There is little difference both in terms of size and of performance, however
the native build comes out on top ever so slightly.

[ mingo: Renamed the option to CONFIG_X86_NATIVE_CPU, expanded the help text
         and added Linus's Suggested-by tag. ]
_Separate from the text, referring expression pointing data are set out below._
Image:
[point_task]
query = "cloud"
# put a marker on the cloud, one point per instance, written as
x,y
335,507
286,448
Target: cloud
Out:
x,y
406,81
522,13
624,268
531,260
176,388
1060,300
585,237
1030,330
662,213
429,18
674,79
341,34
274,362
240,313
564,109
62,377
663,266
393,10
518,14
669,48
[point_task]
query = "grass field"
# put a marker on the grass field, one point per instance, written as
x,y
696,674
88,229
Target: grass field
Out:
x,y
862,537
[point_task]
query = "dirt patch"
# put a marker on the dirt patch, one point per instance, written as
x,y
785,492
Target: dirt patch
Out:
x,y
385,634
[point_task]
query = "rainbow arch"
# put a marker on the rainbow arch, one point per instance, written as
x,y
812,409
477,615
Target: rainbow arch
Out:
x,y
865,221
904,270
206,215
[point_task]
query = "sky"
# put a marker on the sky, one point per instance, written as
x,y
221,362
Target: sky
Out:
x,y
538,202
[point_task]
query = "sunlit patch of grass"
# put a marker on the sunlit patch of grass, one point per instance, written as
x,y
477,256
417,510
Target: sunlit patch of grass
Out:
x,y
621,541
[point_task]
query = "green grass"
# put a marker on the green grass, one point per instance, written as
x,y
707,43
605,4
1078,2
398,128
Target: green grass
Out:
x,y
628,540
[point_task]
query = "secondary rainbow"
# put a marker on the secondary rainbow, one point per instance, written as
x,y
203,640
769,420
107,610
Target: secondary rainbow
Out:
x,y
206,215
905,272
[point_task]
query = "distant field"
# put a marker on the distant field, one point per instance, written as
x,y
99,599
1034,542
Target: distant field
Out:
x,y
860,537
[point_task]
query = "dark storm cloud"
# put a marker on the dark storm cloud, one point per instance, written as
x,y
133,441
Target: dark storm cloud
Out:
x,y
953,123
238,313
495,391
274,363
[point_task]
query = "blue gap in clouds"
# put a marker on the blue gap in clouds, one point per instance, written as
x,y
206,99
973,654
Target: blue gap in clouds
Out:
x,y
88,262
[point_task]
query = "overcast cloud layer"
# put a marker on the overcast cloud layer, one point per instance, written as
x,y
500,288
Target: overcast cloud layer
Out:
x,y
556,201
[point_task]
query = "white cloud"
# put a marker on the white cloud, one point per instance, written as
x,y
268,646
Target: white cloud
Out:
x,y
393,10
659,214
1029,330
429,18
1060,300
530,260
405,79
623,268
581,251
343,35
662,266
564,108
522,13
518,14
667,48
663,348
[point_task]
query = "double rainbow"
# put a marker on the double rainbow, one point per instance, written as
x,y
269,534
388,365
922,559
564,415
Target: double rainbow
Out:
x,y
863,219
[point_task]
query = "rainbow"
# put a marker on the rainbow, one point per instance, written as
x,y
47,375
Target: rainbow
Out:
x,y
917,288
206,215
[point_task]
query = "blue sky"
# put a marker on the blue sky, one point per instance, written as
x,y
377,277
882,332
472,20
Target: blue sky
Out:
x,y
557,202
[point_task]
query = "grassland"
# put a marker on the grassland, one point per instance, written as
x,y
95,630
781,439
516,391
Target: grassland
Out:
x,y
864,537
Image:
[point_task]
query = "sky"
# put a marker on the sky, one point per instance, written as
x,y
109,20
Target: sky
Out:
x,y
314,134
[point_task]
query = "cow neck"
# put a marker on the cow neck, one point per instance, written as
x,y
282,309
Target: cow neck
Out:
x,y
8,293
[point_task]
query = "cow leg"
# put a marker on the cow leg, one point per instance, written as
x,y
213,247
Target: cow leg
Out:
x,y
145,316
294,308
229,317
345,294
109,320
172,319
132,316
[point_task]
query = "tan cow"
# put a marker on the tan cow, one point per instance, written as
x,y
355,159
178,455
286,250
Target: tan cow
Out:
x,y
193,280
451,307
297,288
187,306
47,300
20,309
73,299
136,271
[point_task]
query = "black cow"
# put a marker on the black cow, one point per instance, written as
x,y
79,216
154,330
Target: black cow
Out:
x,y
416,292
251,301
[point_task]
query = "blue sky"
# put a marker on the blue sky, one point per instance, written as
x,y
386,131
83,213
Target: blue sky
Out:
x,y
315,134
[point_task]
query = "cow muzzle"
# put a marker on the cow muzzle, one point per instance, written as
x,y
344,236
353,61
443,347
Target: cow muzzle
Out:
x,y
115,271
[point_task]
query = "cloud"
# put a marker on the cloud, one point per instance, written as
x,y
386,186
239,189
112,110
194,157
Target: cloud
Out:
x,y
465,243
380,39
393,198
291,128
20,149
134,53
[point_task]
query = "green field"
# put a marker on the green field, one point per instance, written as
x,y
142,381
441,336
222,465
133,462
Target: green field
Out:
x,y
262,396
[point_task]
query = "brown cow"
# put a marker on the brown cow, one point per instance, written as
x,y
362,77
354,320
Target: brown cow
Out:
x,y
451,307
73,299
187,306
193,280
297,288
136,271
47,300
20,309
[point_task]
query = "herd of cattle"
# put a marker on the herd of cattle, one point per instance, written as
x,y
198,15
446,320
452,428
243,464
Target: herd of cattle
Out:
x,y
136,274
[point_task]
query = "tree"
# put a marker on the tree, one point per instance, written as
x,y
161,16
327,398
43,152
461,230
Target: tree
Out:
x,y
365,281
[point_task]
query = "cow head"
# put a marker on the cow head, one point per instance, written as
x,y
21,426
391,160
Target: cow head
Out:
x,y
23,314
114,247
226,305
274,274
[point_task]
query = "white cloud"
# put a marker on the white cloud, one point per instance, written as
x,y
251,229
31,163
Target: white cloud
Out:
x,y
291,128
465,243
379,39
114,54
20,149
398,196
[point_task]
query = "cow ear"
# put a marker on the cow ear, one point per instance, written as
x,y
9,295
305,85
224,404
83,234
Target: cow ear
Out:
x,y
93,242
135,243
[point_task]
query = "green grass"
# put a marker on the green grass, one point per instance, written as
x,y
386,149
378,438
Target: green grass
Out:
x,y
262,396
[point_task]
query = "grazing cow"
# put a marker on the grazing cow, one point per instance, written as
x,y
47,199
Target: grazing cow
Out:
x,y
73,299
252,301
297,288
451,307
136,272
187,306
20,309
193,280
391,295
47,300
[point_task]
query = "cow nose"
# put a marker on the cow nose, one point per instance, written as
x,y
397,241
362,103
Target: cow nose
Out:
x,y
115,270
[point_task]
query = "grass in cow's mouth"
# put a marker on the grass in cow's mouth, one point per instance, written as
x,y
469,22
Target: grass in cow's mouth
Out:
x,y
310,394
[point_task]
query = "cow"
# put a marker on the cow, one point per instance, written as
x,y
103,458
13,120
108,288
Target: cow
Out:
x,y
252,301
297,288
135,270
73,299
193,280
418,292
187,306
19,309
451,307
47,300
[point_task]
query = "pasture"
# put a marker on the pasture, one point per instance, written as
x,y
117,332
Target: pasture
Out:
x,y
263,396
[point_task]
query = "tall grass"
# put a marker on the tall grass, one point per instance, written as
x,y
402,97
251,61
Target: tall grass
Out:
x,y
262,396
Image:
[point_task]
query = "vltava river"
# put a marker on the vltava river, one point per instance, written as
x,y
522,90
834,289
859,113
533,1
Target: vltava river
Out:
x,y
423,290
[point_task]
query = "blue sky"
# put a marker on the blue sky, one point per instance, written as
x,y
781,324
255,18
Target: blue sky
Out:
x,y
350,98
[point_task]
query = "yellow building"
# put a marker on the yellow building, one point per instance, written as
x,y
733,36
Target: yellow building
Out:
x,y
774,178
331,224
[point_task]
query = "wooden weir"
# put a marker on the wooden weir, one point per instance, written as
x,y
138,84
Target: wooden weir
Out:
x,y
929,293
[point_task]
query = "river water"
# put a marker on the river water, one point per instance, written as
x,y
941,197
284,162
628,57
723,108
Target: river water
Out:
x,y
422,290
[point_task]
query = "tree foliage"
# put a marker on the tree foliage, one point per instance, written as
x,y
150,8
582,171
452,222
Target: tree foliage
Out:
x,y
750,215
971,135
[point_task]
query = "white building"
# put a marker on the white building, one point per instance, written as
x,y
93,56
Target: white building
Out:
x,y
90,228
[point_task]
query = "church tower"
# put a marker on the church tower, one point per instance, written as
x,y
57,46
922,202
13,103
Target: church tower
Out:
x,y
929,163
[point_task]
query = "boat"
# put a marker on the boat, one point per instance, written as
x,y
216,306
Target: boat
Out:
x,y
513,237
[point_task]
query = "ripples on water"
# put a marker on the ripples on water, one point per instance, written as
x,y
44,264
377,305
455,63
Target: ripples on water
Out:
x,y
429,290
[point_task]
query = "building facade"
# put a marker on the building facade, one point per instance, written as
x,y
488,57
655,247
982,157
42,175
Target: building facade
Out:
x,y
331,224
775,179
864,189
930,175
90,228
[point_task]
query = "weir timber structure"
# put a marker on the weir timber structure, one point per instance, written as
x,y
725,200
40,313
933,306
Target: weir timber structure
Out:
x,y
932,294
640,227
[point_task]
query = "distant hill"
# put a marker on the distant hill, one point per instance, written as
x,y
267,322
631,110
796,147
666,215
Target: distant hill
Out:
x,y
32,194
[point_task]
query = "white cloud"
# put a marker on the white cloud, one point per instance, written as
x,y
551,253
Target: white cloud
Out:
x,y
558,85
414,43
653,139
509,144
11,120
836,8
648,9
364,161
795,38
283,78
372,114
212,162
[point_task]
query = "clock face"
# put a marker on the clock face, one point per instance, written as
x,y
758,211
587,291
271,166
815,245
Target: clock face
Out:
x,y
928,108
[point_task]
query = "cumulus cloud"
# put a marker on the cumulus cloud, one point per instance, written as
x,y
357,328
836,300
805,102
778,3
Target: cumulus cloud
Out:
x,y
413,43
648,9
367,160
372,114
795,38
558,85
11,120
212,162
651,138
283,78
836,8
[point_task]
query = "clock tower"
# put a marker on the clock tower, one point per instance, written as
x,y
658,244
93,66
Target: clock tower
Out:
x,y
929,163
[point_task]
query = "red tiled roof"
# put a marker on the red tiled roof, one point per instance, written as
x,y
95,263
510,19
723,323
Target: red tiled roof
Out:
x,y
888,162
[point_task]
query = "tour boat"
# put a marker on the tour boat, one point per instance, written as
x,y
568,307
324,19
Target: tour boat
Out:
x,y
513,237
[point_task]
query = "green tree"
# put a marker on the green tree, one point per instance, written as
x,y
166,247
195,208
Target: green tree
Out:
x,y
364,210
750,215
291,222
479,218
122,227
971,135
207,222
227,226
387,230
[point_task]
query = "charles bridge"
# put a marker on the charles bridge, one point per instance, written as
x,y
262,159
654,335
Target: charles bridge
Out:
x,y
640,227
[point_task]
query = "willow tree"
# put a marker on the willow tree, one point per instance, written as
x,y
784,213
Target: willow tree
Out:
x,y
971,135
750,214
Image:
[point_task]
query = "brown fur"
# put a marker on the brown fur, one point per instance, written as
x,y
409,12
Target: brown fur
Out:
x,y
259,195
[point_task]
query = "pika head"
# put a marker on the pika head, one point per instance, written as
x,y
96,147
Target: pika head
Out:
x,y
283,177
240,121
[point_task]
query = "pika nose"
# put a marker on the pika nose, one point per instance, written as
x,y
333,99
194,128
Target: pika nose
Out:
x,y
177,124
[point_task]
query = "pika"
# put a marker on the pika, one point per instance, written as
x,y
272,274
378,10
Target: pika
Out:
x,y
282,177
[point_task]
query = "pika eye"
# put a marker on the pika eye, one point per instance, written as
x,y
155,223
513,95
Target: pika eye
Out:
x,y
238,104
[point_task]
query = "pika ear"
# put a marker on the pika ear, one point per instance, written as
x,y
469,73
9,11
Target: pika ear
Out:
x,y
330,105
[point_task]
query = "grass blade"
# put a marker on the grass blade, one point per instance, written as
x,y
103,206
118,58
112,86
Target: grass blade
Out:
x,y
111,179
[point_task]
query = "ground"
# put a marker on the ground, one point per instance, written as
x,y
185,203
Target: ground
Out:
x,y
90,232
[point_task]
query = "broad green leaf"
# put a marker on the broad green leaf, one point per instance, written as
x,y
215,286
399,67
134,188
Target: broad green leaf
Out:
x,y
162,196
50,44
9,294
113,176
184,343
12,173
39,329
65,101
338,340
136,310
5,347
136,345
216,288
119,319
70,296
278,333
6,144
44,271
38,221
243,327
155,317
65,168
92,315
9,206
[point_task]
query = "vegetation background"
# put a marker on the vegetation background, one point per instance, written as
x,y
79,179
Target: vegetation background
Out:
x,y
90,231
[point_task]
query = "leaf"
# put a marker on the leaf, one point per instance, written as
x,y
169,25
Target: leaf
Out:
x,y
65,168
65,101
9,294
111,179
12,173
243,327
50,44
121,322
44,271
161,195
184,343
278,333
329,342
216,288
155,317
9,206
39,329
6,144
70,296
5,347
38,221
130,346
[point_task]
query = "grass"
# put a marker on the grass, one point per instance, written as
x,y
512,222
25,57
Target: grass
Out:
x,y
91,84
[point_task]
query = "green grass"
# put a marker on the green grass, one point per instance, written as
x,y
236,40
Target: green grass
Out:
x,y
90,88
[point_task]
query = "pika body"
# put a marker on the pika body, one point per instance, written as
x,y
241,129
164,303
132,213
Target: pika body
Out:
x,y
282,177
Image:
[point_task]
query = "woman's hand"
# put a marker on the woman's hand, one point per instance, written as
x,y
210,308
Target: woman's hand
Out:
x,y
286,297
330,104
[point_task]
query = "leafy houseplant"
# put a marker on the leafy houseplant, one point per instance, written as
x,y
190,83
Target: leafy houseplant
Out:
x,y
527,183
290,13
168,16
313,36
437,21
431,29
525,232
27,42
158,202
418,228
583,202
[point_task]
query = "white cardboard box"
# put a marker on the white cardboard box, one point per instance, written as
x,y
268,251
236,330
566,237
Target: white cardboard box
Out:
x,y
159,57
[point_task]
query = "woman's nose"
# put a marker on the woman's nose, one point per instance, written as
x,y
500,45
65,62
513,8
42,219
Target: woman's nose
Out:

Suggested-by: Linus Torvalds <torvalds@linux-foundation.org>
Signed-off-by: Tor Vic <torvic9@mailbox.org>
Signed-off-by: Ingo Molnar <mingo@kernel.org>
Cc: Andy Lutomirski <luto@kernel.org>
Cc: Brian Gerst <brgerst@gmail.com>
Cc: Juergen Gross <jgross@suse.com>
Cc: H. Peter Anvin <hpa@zytor.com>
Cc: Kees Cook <keescook@chromium.org>
Cc: Josh Poimboeuf <jpoimboe@redhat.com>
Link: https://lore.kernel.org/r/20250321142859.13889-1-torvic9@mailbox.org
---
 arch/x86/Kconfig.cpu | 14 ++++++++++++++
 arch/x86/Makefile    |  5 +++++
 2 files changed, 19 insertions(+)

diff --git a/arch/x86/Kconfig.cpu b/arch/x86/Kconfig.cpu
index 753b876..9d108a5 100644
--- a/arch/x86/Kconfig.cpu
+++ b/arch/x86/Kconfig.cpu
@@ -245,6 +245,20 @@ config MATOM
 
 endchoice
 
+config X86_NATIVE_CPU
+	bool "Build and optimize for local/native CPU"
+	depends on X86_64
+	default n
+	help
+	  Optimize for the current CPU used to compile the kernel.
+	  Use this option if you intend to build the kernel for your
+	  local machine.
+
+	  Note that such a kernel might not work optimally on a
+	  different x86 machine.
+
+	  If unsure, say N.
+
 config X86_GENERIC
 	bool "Generic x86 support"
 	depends on X86_32
diff --git a/arch/x86/Makefile b/arch/x86/Makefile
index 0fc7e8f..436635e 100644
--- a/arch/x86/Makefile
+++ b/arch/x86/Makefile
@@ -173,8 +173,13 @@ else
 	# Use -mskip-rax-setup if supported.
 	KBUILD_CFLAGS += $(call cc-option,-mskip-rax-setup)
 
+ifdef CONFIG_X86_NATIVE_CPU
+        KBUILD_CFLAGS += -march=native
+        KBUILD_RUSTFLAGS += -Ctarget-cpu=native
+else
         KBUILD_CFLAGS += -march=x86-64 -mtune=generic
         KBUILD_RUSTFLAGS += -Ctarget-cpu=x86-64 -Ztune-cpu=generic
+endif
 
         KBUILD_CFLAGS += -mno-red-zone
         KBUILD_CFLAGS += -mcmodel=kernel